I don't want the fediverse to "succeed", frankly its the only space for us LGBTQ+ to not be harassed, reply guyed, and screen-capped online that isn't a corporate hellhole.
Edit: "Success" in our current world seems to be defined as the transition Reddit has gone through, where the userbase has exploded, its eaten Facebook's lunch to a fair degree, but the quality of discourse and interaction has dropped like a rock.
I've stopped using Reddit, and such a change would kill my use of the fediverse.
I don't understand why that's not okay, though. I get people get attached to communities they're a part of, but just like people, they change and/or die.
If you think about it, it's absurd to expect them not to: Even if the community keeps its member list exactly intact forever, and the members remain at their exact same activity level forever, those very members will change over time. Hell, you will change over time and get to appreciate different qualities of that community.
Same reason my guild's forum feels completely different today than it did 5, 10 years ago.

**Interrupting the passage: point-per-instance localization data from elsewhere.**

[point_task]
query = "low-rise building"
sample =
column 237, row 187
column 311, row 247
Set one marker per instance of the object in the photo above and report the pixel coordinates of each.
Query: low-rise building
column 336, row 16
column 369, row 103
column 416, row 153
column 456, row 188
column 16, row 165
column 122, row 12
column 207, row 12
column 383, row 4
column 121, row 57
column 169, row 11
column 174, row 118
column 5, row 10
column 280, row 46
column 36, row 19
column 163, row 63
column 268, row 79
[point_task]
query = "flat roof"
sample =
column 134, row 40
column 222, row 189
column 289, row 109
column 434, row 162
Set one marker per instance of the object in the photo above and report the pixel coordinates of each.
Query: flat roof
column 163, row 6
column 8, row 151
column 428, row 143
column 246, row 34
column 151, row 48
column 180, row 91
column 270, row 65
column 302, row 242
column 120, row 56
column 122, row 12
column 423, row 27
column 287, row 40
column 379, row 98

The problem isn't change per se, but change for the negative brought on by mainstream exposure leading to an influx of new members who don't learn the ettiquette of the community before joining in.
An analogy would be if HN was suddenly overrun with rude, non-technical people attacking other posters and causing drama, and outnumbering the thoughtful and constructive comments and links we come to the place for.

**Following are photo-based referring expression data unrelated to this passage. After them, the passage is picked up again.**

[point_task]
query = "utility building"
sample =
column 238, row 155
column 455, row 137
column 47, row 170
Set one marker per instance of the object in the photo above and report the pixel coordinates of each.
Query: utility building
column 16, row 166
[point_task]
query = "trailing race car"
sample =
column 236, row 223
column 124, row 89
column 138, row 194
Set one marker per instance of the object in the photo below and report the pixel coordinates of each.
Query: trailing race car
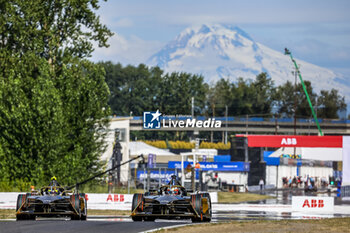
column 171, row 202
column 51, row 201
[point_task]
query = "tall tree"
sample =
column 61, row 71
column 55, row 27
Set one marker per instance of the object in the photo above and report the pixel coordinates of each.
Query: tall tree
column 52, row 100
column 329, row 103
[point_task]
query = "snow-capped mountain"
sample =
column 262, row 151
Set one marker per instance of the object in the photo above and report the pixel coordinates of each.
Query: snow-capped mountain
column 221, row 51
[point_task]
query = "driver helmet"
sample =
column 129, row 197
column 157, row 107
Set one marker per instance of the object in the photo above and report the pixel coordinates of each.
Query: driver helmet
column 175, row 190
column 52, row 191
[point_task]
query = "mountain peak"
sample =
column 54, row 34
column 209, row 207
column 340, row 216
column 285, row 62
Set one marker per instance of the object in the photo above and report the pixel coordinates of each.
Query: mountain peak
column 225, row 51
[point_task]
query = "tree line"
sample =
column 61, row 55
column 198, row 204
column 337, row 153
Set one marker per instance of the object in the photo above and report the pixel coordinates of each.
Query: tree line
column 53, row 100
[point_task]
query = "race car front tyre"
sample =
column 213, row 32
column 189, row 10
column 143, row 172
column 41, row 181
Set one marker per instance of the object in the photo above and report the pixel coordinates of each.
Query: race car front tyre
column 137, row 206
column 75, row 201
column 196, row 200
column 207, row 216
column 21, row 198
column 84, row 208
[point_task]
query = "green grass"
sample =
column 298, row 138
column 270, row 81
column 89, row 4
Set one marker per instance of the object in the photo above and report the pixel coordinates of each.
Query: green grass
column 302, row 226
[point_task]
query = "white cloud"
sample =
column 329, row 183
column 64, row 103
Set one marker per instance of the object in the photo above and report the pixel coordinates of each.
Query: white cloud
column 124, row 22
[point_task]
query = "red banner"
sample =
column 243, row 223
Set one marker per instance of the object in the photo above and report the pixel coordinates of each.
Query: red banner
column 294, row 141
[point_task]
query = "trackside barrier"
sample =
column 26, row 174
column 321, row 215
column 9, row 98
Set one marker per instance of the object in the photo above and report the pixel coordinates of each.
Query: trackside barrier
column 345, row 191
column 101, row 201
column 313, row 204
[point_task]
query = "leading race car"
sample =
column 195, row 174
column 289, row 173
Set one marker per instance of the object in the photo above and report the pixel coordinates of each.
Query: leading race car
column 172, row 202
column 51, row 201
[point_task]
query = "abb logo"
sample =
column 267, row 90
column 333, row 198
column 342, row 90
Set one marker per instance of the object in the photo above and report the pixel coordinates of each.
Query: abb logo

The "eternal september" is particularly sad if you go back and read the archived posts of early usenet - I would kill to get discussion of that quality on the net today.
You can ban people, from instances that you disagree with, from replying/following people on your instance if you like. You can also completely isolate your instance or only federate with a whitelisted cluster of instances.
The person your replying to explicitly states that you should follow random people off main (the federated timeline) and have a sense of wanderlust rather than following a handful of #thoughtfluencers.
Edit: "Success" in our current world seems to be defined as the transition Reddit has gone through, where the userbase has exploded, its eaten Facebook's lunch to a fair degree, but the quality of discourse and interaction has dropped like a rock.
I've stopped using Reddit, and such a change would kill my use of the fediverse.